A croire qu’il s’agit aujourd’hui de la priorité de 2K vu la façon dont il est mis en avant. L’an dernier, il avait fallu se farcir un scénario de rookie fadasse, scripté et profondément ennuyeux pour justifier un contrat avec Spike Lee. Exit le grand ami de Reggie Miller, on revient à des bases beaucoup plus saines et un parcours certes tracé mais autrement plus emballant. Passé les quatre à cinq matchs universitaires (le fameux Prelude disponible gratuitement en démo) et le stage fantasmé au sein de le Team USA, votre avatar – « Le Président » – finira drafté dans l’une des franchises. L’objectif : s’aguerrir et voir grimper ses stats misérables au son des buzzers. La limite : pour éviter de voir tout le monde se cloner sur Kevin Durant, et on les comprend, certaines stats sont capées en fonction du profil. Un joueur dynamique ira autrement plus vite qu’un spécialiste du rebond, qui sera autrement plus rugueux qu’un shooter extérieur et ainsi de suite. Une bonne idée sur le papier, même si, ultimement, vous finirez par enfiler les stats… à condition de jouer en quart-temps de 12 minutes (pour ma part je joue la quart-temps à 7min et c’est pas suffisant pour refléter la réalité d’un vrai match de NBA).

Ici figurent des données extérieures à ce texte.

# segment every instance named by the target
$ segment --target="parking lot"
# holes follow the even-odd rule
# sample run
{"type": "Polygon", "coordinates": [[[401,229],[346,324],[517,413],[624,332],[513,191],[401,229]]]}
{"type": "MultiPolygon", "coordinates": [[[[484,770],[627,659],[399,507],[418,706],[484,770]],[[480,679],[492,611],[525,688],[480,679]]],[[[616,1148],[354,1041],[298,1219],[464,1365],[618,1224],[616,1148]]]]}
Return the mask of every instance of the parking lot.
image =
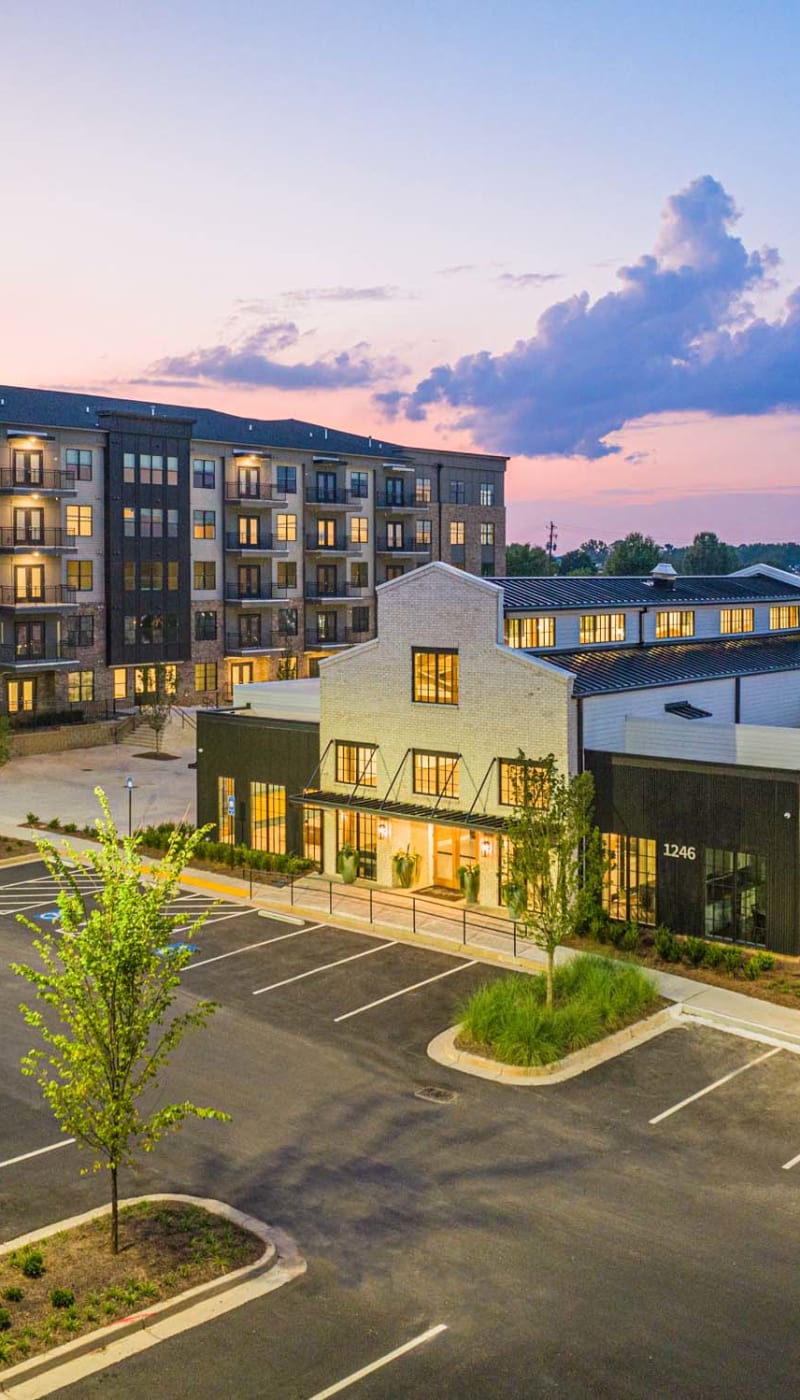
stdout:
{"type": "MultiPolygon", "coordinates": [[[[12,874],[4,964],[30,944],[14,912],[53,907],[37,867],[12,874]]],[[[128,1189],[253,1210],[290,1231],[309,1273],[66,1393],[794,1393],[796,1054],[689,1026],[563,1085],[487,1083],[425,1047],[503,971],[203,894],[176,903],[187,922],[203,908],[182,995],[220,1011],[164,1092],[234,1121],[188,1126],[128,1189]]],[[[20,989],[3,976],[6,1238],[104,1199],[15,1070],[20,989]]]]}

C’est l’un des nombreux revers d’un mode intégralement connecté qui traque vos moindres faits et gestes pour les convertir en crédits virtuels (et bien réels si vous le souhaitez) : pour mettre tout le monde à niveau en vue des autres modes de jeu (notamment le Park en ligne), les stats ne sont toujours pas nivelées. Du coup, pour décrocher les récompenses individuelles, les succès, les emblèmes et s’imposer parmi les meilleurs joueurs de la ligue, il faudra pousser les quart-temps de 5 minutes à 12 minutes. Cette année, 2K craque même carrément le short du côté du grinding, en multipliant les entraînements quotidiens à raison parfois de trois à quatre séances, comme s’il fallait rendre hommage à Kobe Bryant au-delà de l’édition collector. Et entre les temps de chargement parasites, les séances qui tardent parfois à se lancer, le bénéfice extrêmement limité des sessions et la tristesse générale des ateliers, on finit par les zapper (non sans une once de scrupules). Même quand il faut cumuler trois à quatre matchs bien maîtrisés pour élever d’un cran sa précision à trois points.

nba2k17_macarriere

Heureusement, le mode Carrière de 2K17 n’est pas uniquement composé de temps de chargement, de cinématiques longues à zapper et de conversations par texto sympa mais un peu mollassonnes. Cette année voit l’introduction d’un complice avec qui se lier d’amitié sur et en dehors du terrain, j’ai nommé mon gars sûr Justice Young, qui débouchera sur un duo dynamique, « Orange Juice ». Autrement dit, des petits boosts assez perceptibles sur les passes dé et les shoots pour se faire briller l’un l’autre, jusqu’à prendre directement en main les deux joueurs sur le parquet pour reformer une paire de légende. Une idée excellente, le charisme de Michael B. Jordan (Creed) aidant, et qui donne lieu à quelques cut-scenes bien sympatoches. De quoi faire oublier l’aspect grinding et toutes ces matinées passées à se connecter à la companion app entre les céréales Trésor et les Pim’s à l’orange (Juice !) pour récupérer des précieux points autrement qu’en nettoyant le parquet.